The claims are made in the content warning for Austen’s work, despite the author (1775 to 1817) being widely regarded as an early feminist who rebelled against gender roles in a literary world dominated by men.

The book is taught as part of Greenwich’s Gothic literature module, which itself comes with an umbrella warning that the course contains “elements that students might find disturbing”.

Northanger Abbey tells the story of Catherine Morland, an innocent figure whose reading of Gothic novels leads her to suspect her suitor’s father of being a murderous widower; a plotline intended to mock some of the macabre literature that was increasingly popular at that time.

Catherine gradually learns about the world through this ordeal, being rejected for marriage due to her lack of money by an overbearing patriarch, witnessing seducer Captain Tilney ruin her friend Isabella, and through discussions with her own love interest Henry Tilney.

She defers to him in keeping with the gender roles of 19th century young women, as he makes observations about the sexes, including claiming of women that “nature has given them so much, that they never find it necessary to use more than half”.

However, he also states that in matters of taste “excellence is pretty fairly divided between the sexes”.

An illustration from a 1917 edition of Northanger Abbey shows Catherine Morland being introduced to Henry Tilney at the Lower Rooms in Bath - Bridgeman via Getty Images)
An illustration from a 1917 edition of Northanger Abbey shows Catherine Morland being introduced to Henry Tilney at the Lower Rooms in Bath - Bridgeman via Getty Images)
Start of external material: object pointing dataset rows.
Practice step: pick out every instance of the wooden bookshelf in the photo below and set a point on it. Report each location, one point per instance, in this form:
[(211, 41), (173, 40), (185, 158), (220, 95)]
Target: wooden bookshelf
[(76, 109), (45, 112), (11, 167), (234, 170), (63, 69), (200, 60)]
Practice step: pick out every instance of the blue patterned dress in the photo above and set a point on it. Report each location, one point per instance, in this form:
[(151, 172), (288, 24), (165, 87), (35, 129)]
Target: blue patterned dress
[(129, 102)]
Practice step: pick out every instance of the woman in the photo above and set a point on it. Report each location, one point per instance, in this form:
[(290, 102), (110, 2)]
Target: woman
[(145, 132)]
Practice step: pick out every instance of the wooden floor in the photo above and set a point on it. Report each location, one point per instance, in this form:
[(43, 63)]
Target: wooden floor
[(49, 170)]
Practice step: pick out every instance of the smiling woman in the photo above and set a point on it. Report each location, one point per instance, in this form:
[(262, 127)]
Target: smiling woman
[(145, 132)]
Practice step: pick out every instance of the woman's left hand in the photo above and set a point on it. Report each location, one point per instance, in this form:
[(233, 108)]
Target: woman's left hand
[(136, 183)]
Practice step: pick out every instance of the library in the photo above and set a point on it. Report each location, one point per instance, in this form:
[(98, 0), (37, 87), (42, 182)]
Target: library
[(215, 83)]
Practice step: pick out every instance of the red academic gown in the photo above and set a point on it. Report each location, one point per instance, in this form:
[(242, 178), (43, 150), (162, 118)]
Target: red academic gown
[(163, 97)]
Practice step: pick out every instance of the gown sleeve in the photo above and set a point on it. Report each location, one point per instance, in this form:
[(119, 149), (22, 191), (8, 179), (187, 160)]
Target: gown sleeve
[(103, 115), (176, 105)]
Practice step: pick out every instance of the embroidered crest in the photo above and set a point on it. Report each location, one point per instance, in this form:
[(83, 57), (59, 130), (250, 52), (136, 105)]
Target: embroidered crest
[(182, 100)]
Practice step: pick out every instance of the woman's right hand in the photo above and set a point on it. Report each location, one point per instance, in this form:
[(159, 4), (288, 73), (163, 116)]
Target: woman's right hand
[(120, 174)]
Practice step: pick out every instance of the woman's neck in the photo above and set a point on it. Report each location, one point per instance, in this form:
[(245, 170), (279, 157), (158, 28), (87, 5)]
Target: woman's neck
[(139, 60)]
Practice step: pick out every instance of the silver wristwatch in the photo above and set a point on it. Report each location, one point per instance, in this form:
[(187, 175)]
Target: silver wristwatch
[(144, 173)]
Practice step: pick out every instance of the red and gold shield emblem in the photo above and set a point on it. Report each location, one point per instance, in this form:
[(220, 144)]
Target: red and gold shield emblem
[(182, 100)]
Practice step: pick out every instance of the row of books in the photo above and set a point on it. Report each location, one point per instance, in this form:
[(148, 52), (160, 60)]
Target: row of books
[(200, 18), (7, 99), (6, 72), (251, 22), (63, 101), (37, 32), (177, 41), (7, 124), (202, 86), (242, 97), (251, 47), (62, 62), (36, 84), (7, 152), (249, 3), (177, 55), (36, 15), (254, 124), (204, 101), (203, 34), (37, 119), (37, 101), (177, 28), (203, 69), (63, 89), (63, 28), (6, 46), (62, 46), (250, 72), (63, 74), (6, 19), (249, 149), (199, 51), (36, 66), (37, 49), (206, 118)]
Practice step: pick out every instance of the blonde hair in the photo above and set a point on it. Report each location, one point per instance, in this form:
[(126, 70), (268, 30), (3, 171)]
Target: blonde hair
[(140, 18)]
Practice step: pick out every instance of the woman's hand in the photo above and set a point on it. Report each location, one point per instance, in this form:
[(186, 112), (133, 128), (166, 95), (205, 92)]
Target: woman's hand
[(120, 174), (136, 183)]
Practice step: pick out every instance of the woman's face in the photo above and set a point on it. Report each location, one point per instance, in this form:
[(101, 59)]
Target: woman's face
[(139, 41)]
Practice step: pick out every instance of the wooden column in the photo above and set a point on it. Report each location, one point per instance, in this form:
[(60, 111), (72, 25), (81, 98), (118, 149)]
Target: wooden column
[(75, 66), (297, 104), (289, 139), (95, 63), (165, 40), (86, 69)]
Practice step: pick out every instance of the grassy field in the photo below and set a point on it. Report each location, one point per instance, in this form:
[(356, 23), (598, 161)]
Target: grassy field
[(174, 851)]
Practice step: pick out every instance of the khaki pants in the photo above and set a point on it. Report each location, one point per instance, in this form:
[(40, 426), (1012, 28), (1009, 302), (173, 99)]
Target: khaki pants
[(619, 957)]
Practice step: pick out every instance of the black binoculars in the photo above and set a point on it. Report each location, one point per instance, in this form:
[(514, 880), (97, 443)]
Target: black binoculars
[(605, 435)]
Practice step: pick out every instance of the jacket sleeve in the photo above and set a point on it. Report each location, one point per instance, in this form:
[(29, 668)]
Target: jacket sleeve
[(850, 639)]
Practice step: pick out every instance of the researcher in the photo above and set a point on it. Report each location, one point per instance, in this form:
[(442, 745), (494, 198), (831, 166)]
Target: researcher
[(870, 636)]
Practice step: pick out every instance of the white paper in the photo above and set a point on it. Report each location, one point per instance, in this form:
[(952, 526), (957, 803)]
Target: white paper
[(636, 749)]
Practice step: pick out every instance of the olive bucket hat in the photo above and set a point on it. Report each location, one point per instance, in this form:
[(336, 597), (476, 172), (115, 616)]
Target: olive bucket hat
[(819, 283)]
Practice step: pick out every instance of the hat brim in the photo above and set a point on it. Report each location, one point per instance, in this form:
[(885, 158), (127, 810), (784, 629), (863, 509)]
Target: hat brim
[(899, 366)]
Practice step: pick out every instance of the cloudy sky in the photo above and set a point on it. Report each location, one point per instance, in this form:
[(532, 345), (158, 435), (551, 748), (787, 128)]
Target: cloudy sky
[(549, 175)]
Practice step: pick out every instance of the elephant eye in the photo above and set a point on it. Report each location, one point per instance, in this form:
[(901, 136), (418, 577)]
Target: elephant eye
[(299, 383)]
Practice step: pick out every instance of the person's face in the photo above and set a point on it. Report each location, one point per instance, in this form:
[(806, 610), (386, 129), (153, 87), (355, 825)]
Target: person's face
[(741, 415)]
As narrator, Austen also wryly comments on the imbalance between men and women at the time, writing with regard to Regency romantic propriety: “It must be very improper that a young lady should dream of a gentleman before the gentleman is first known to have dreamt of her.”

She also mocks women having to pretend to be stupid to please men, writing “a woman especially, if she have the misfortune of knowing anything, should conceal it as well as she can.”

The fact that Austen ironically and humorously handles gender roles in Northanger Abbey, and her other works, has led to claims that the Greenwich trigger warning is inappropriate.

Prof Dennis Hayes, education expert at the University of Derby and director of the campaign group Academics For Academic Freedom, said: “Through her great wit, expressed through her characters, Jane Austen offends everyone in her novels. She is the mistress of offence. That’s why we love her work.

“Students love her too. But some academics still seem to think their students are snowflakes and need coddling. How often do we have to remind them, and university management, that students are adults. They must stop infantilising them.

“Universities should put up one simple statement: Trigger warning – this is a university, you must expect to be offended.”

A Greenwich spokesman said: “Content warnings were first used in July 2021, in response to student requests relayed to the teaching team via their student representatives during the 2020/21 academic year. It was agreed that Content Warnings should be included in reading lists so that students would be able to take them into account before encountering each text.”